Rails 3: Engines or/and Railties. How to use them?

Howdy all,

I have spent a couple of days trying to figure out how to put different pieces of our (quite large) app into components.

The idea was to use Rails 3 Engines/Railties and place them in /lib. Each would have its own [app/views, app/helpers, app/models and app/ controllers]

We also needed an ability for those components to override views/ helpers/controllers in the parent "container app".

No luck there. Perhaps this snippet illustrates better what I was trying to do: http://pastie.org/1180038

Is it what engines/railties are for? And if not, how can I "componentize" some of the partials we have?

Our app needs certain pieces present/removed depending on which installation we do. Right now we have a bunch of if/elses that depend on configuration, and it looks a bit ugly, so I wanted to take some partials+controllers+models and move them into lib/xxx and then by including/excluding a single "require lib/xxx" I was planning to enable/disable them.

Is it possible? Thank you

zeka wrote:

I have spent a couple of days trying to figure out how to put different pieces of our (quite large) app into components.

The idea was to use Rails 3 Engines/Railties and place them in /lib. Each would have its own [app/views, app/helpers, app/models and app/ controllers]

We also needed an ability for those components to override views/ helpers/controllers in the parent "container app".

No luck there. Perhaps this snippet illustrates better what I was trying to do: http://pastie.org/1180038

Is it what engines/railties are for? And if not, how can I "componentize" some of the partials we have?

Our app needs certain pieces present/removed depending on which installation we do. Right now we have a bunch of if/elses that depend on configuration, and it looks a bit ugly, so I wanted to take some partials+controllers+models and move them into lib/xxx and then by including/excluding a single "require lib/xxx" I was planning to enable/disable them.
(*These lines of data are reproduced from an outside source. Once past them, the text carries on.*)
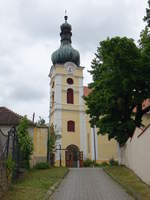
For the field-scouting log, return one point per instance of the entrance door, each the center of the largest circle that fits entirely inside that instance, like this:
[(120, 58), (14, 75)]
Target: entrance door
[(72, 156)]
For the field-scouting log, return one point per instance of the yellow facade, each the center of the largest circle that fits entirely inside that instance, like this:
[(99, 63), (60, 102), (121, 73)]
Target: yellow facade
[(61, 113), (40, 137)]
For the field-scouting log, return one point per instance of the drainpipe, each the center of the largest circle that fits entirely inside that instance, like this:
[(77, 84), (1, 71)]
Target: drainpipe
[(94, 143)]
This is a pretty big topic, and I haven't found a good all-in-one resource either, but after a few days of poking around and re-reading articles, I've just started to componentize core libs I use in my apps as well.

First, as for the path overrides, no need to inject paths yourself. Rails will look in certain places if you provide those places. You tried using /lib, but the correct place is in /vendor/plugins. Rails will look inside all /vendor/plugins/{WHATEVER}/app/views folders. So you were close. Don't bother with the path shift business.

Making a plugin is as simple as using the rails generator, but making engines requires a slightly different organization of the files. This is a good place to start, but there's some out of date info. The /rails folder inside the plugin that the article suggests making is obsolete.

As for creating proper Rails3 engines, these are the links that I went round and round with until it started to make sense:

http://www.themodestrubyist.com/2010/03/01/rails-3-plugins---part-1---the-big-picture/ http://www.themodestrubyist.com/2010/03/05/rails-3-plugins---part-2---writing-an-engine/

After that you start making your engines and plugins into gem, and they become even easierto use in multiple projects.

Hope that gives you a some help.

-- gw

In addition to the resources that Greg mentioned, check out this too:

The one advantage I found of putting your shared resource into a plugin and storing in vendor/plugins is that while you're editing the project it's easy to peek into that directory to figure out what view you want to override. It's really part of the same codebase whereas when it's packaged in a gem, it's usually a whole separate project (and separate repo) so it can be an extra step in your workflow to reference the resource's code.

But that advantage is also it's disadvantage. By packaging your plugin into a full engine and packaging up as a gem, you get two advantages: gems are easier to share across projects, it's easier to manage versions (you can specify the exact gem version you want in your gemfile), and they're easier to distribute if you want to share them with others.